成人股関節骨折患者の大腿神経ブロック vs 静脈内フェンタニル - 系統的レビュー

・股関節骨折は重要な公衆衛生上の問題であり、死亡率が高く、機能性を失う。股関節骨折とは、大腿骨頭部縁と小転子の下 5cm の間に発生する骨折を指す。これらは整形外科の緊急症例によく見られる。近位大腿骨骨折の症例数は、人口の年齢が高くなるにつれて増加する傾向がある。股関節骨折の初回入院時の平均なケア費用は、患者 1 人当たり約 7000 ドルと見積もられ得る。大腿骨骨折は痛みがあり、すぐに適切な鎮痛が必要である。大腿骨骨折痛の治療は困難で、利用可能な鎮痛剤の数が限られており、その多くが副作用を有しており、使用を制限する可能性がある。オピエートは最もよく使われる薬物であるが、いくつかの合併症をきたしうる。これに関連して、大腿神経ブロックは安全な代替法となり得る。救急医療の医師が使用する特別な区域麻酔法であり、患側脚の麻酔と鎮痛剤を提供する。

・研究の目的は、大腿骨骨折患者で脊椎麻酔を実施するためたの体位を取る前に、静脈内フェンタニル vs 大腿神経ブロックの鎮痛有効性を痛み尺度で評価された大腿骨骨折患者の脊椎麻酔を行うための位置決め前の静脈内フェンタニル対大腿神経ブロックの鎮痛効力を比較することであった。

・科学文献の系統的レビューを実施した。大腿神経ブロックと伝統的なフェンタニルを比較する無作為化比較試験として記載されている研究が含まれる。2人の査読者(MR および FH)が、別々に潜在的に対象となる試験を含めて評価した。方法論評価は、Cochrane Collaboration によって開発された、無作為化比較試験のバイアス評価ツールに基づいた。Cochrane Library、Pubmed、Medline、Lilacs で、言語や時間の制限なしに全出版記事を検索した。
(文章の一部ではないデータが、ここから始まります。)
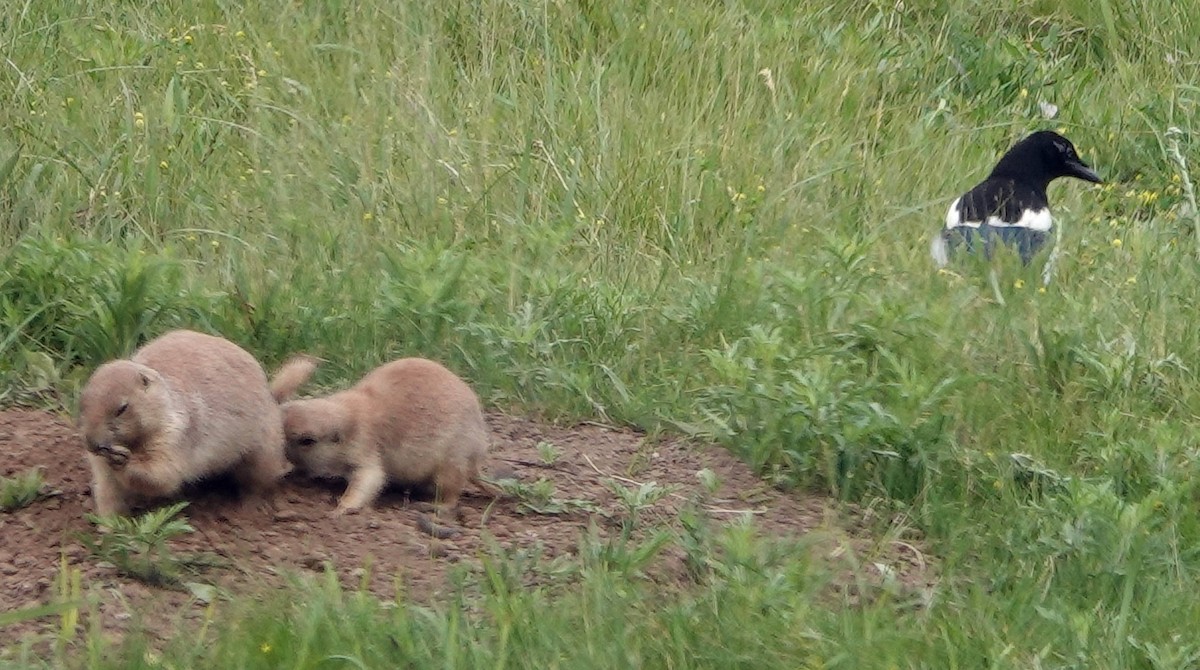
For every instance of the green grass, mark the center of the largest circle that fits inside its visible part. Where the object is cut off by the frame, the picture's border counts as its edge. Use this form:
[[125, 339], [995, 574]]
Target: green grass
[[703, 217], [21, 490]]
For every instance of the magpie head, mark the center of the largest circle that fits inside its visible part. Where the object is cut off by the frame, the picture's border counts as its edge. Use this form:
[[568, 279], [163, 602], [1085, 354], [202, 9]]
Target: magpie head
[[1042, 157]]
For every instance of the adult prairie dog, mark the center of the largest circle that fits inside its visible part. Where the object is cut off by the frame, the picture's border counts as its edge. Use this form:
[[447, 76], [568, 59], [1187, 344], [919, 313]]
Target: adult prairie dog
[[183, 407], [409, 422]]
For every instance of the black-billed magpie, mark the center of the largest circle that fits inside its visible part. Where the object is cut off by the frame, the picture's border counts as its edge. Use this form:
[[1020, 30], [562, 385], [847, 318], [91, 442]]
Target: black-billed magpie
[[1011, 205]]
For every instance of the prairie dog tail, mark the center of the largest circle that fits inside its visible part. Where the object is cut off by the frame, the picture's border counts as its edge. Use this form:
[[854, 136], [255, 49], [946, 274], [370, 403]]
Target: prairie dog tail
[[292, 376]]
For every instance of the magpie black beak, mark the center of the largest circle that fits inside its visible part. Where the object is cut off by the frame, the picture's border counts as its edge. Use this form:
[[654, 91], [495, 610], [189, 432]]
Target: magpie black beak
[[1078, 168]]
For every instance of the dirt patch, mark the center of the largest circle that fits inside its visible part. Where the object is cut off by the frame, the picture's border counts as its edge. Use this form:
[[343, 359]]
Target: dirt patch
[[262, 545]]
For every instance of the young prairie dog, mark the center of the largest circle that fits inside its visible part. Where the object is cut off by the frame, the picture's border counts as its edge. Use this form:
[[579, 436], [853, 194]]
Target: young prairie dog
[[183, 407], [409, 422]]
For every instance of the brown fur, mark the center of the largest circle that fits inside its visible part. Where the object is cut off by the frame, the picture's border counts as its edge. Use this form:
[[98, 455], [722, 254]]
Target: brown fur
[[408, 422], [183, 407]]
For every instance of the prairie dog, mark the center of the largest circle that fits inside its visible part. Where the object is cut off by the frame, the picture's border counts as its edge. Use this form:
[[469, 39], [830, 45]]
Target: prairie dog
[[407, 422], [183, 407]]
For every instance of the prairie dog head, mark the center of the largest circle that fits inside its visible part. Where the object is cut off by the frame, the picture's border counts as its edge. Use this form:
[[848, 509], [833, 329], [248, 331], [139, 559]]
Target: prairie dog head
[[317, 435], [121, 406]]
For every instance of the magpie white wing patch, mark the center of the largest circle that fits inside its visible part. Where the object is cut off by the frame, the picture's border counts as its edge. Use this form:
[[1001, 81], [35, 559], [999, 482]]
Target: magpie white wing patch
[[1031, 219], [952, 215]]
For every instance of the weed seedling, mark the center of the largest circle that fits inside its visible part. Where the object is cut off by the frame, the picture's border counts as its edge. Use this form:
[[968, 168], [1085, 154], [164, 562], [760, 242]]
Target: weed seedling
[[137, 546], [21, 490]]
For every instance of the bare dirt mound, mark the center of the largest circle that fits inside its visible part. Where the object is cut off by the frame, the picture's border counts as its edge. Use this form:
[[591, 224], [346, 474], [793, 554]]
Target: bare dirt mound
[[259, 545]]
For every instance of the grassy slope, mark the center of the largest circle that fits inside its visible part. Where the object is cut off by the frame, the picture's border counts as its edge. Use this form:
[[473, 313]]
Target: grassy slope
[[705, 216]]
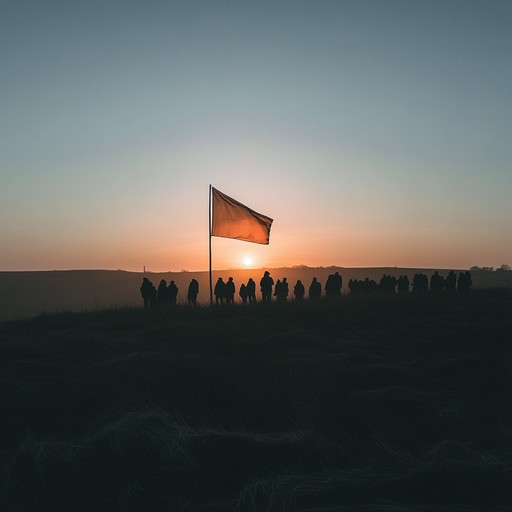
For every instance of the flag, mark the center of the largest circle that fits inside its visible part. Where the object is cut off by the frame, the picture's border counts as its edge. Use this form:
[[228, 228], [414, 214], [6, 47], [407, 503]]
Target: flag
[[231, 219]]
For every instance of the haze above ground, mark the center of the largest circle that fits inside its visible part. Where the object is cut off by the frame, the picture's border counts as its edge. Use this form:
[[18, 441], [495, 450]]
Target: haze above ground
[[376, 134]]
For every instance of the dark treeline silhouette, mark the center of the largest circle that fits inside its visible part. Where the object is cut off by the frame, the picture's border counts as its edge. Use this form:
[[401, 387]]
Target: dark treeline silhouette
[[224, 292]]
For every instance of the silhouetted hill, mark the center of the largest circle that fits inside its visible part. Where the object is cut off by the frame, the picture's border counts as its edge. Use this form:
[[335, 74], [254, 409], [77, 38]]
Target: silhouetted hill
[[28, 294]]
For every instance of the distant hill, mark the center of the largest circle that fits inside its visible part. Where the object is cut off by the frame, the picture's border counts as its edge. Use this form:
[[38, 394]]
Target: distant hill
[[28, 294]]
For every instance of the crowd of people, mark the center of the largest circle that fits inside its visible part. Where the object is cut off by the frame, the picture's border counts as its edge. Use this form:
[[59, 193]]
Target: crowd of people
[[224, 291]]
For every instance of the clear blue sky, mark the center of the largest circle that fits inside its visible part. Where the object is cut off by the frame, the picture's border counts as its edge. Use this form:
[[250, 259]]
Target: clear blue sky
[[374, 132]]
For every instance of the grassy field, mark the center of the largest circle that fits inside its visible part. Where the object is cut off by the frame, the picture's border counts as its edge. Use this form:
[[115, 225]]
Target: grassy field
[[362, 404]]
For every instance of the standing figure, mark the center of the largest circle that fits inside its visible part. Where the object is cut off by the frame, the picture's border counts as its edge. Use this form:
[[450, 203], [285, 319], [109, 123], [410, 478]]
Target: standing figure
[[337, 284], [251, 290], [172, 293], [450, 281], [229, 291], [193, 290], [315, 290], [299, 291], [266, 284], [219, 291], [243, 293], [281, 292], [148, 292], [162, 293]]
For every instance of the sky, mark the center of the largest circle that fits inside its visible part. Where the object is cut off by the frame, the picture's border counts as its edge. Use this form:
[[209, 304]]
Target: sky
[[374, 133]]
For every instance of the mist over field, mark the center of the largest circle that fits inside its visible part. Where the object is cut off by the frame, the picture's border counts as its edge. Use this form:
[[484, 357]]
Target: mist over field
[[28, 294]]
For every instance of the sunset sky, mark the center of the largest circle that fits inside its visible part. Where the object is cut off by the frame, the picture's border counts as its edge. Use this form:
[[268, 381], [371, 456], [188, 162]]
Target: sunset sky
[[374, 133]]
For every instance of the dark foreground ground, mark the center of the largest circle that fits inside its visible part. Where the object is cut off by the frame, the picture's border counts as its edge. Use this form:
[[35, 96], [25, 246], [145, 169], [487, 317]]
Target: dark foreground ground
[[367, 404]]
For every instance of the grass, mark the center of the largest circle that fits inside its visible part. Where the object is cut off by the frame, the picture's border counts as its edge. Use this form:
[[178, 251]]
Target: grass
[[363, 404]]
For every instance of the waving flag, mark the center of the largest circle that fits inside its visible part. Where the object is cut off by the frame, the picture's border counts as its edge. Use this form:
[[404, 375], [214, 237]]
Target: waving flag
[[231, 219]]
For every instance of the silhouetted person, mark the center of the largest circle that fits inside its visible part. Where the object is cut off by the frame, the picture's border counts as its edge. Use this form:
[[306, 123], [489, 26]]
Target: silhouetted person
[[282, 290], [277, 289], [148, 292], [229, 291], [329, 287], [172, 293], [403, 284], [315, 290], [337, 284], [266, 284], [193, 290], [299, 291], [219, 291], [243, 293], [450, 281], [251, 290], [162, 297]]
・本レビューに 2 件の研究が含まれた。大腿骨骨折を負った患者の疼痛を予防するのに、静脈内フェンタニルよりも神経ブロックが有効であるようであった。また、追加鎮痛剤の使用を減少させ、全身的合併症のリスクを低下させた。大腿神経ブロックは、手術を受けるであろう患者に脊椎麻酔を実施する時間をを短縮し、脊椎麻酔のための坐位を容易にした。

・大腿神経ブロックの使用は、疼痛の程度と追加鎮痛剤の必要性を低減することができる。これに関連する全身的有害事象は少なく、処置自体が大きなリスクをもたらさない。さらなる結論を得るためには、もっと多くの研究が必要である。

【出典】
Femoral nerve block versus intravenous fentanyl in adult patients with hip fractures - a systematic review.
Braz J Anesthesiol. 2017 Jan - Feb;67(1):67-71. doi: 10.1016/j.bjane.2015.08.017. Epub 2016 Apr 19.